Food & Drink Magazine

Risotto Con Pecorino, Cipolle e Nocciole Tostate - Ricetta

By Pointsofview

Ingredienti per 4 persone: 320 gr di riso Carnaroli, due cipolle dorate, 1 l di brodo vegetale, 30 gr di nocciole, 80 gr di pecorino grattugiato, olio, sale e pepe

Tagliate la cipolla a spicchi sottili e soffriggetela con due cucchiai d’olio in una padella di alluminio. Versate il riso, lasciatelo tostare qualche secondo e sfumate con il brodo. Portate a cottura il risotto aggiungendo il brodo di tanto in tanto. Fate tostare le nocciole tagliate grossolanamente e infine mantecate con il pecorino grattugiato. Servite il risotto all’onda aggiungendo all’ultimo momento le nocciole tostate e del pepe nero in polvere.

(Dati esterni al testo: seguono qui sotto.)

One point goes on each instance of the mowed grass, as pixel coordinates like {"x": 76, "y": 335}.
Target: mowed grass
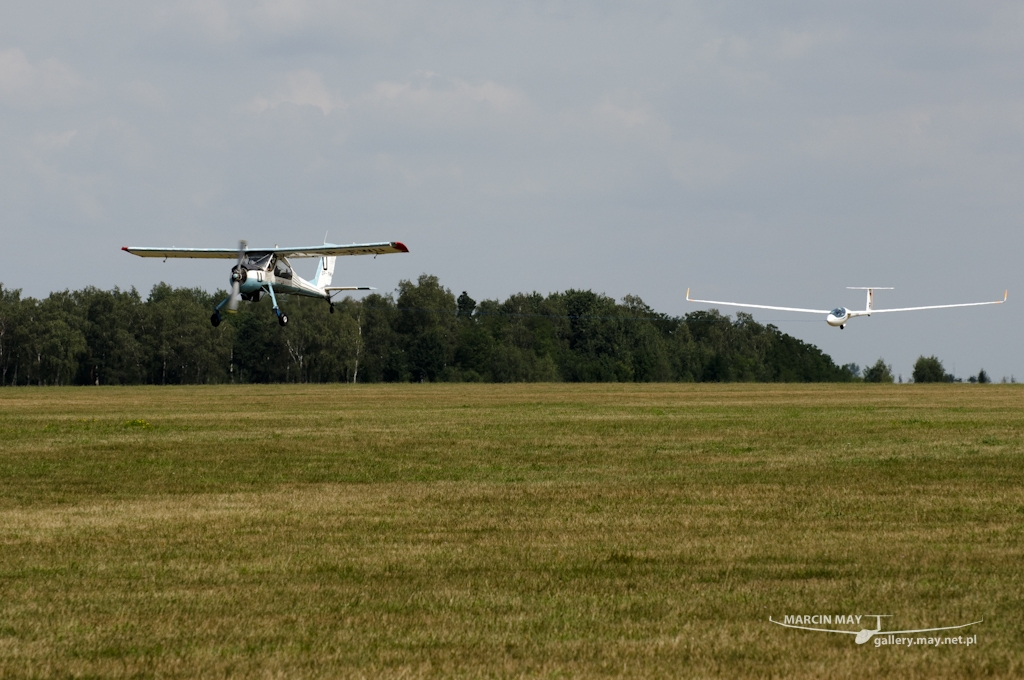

Ingredients (serves 4): 320 gr of Carnaroli rice, two golden onions, 1 liter of vegetable broth, 30 gr hazelnuts, 80 gr of pecorino cheese, extra virgin olive oil, salt and pepper

Cut the onion in thin slices and gently fry it in a pan with two tablespoons of extra virgin olive oil. Add the rice and let it toast in the pan for a few seconds and then pour two cups of hot vegetable broth. Cook the rice, stirring and adding the broth one cup at the time when needed. Toast the chopped hazelnuts in a small pan or in the oven until they are beautifully golden. Finally add the pecorino cheese. Serve the creamy risotto with the toasted nuts on top, adding some freshly ground black pepper at the last moment.